First-year cadets at West Point in 2016. The Supreme Court made an exception for military academies in its June 29, 2023, ruling striking down affirmative action.

Drew Angerer/Getty Images

The U.S. Supreme Court declined to intervene in the latest affirmative action legal battle, this time centered on the United States Military Academy’s continued use of race-conscious admissions. 

The case, Students for Fair Admissions v. U.S. Military Academy at West Point, is currently being heard by a federal appellate court. The plaintiff, SFFA—the same organization that won landmark victories last year against Harvard University and the University of North Carolina at Chapel Hill—appealed for an emergency injunction from the court to stop West Point from considering race in admissions while the lower court’s proceedings continue.

In an unsigned note with no apparent dissents, the justices of the high court said they were passing on the case because its “record before this Court is underdeveloped, and this order should not be construed as expressing any view on the merits of the constitutional question.”

The Supreme Court made an explicit carve-out for military academies in its June 29 ruling banning race-based admissions.
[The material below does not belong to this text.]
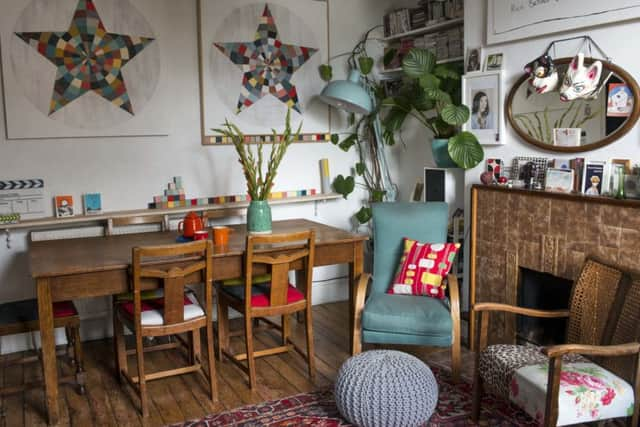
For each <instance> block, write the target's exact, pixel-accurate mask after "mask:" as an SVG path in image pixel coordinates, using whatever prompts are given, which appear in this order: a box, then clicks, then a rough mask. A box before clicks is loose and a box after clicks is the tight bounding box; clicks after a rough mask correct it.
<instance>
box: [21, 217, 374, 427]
mask: <svg viewBox="0 0 640 427" xmlns="http://www.w3.org/2000/svg"><path fill="white" fill-rule="evenodd" d="M230 227H231V228H232V232H231V235H230V238H229V244H228V245H226V246H214V256H213V277H214V280H222V279H230V278H235V277H240V276H242V272H243V254H244V252H245V244H246V242H245V241H246V226H245V225H232V226H230ZM308 229H314V230H315V232H316V254H315V262H314V265H315V266H325V265H334V264H348V265H349V309H350V319H351V325H350V326H351V329H352V328H353V296H354V287H355V283H356V280H357V278H358V277H359V276H360V274H361V273H362V271H363V257H364V242H365V240H367V236H366V235H361V234H354V233H350V232H347V231H344V230H340V229H338V228H335V227H331V226H329V225H325V224H320V223H317V222H314V221H309V220H306V219H291V220H284V221H274V223H273V233H287V232H295V231H301V230H308ZM210 234H211V233H210ZM177 238H178V234H177V232H176V231H167V232H150V233H139V234H126V235H116V236H108V237H90V238H80V239H65V240H50V241H38V242H31V243H30V246H29V261H30V269H31V275H32V277H33V278H34V280H35V281H36V290H37V297H38V313H39V322H40V334H41V341H42V360H43V365H44V382H45V396H46V406H47V414H48V417H49V423H50V424H57V422H58V416H59V408H58V372H57V365H56V353H55V339H54V331H53V309H52V304H53V302H55V301H62V300H73V299H77V298H86V297H99V296H109V295H115V294H119V293H122V292H127V291H129V274H128V270H129V268H130V264H131V250H132V248H134V247H136V246H148V245H164V244H171V243H175V242H176V239H177ZM352 344H353V343H352Z"/></svg>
Chief Justice John Roberts wrote in his majority opinion that institutions like West Point and the U.S. Naval Academy may have “potentially distinct interests” in considering the race of their applicants.

In a lawsuit filed less than three months after the June ruling, SFFA claimed that West Point’s affirmative action policies were “worse than Harvard itself,” and that the academy was guilty of “unchecked racial discrimination” in its admissions process.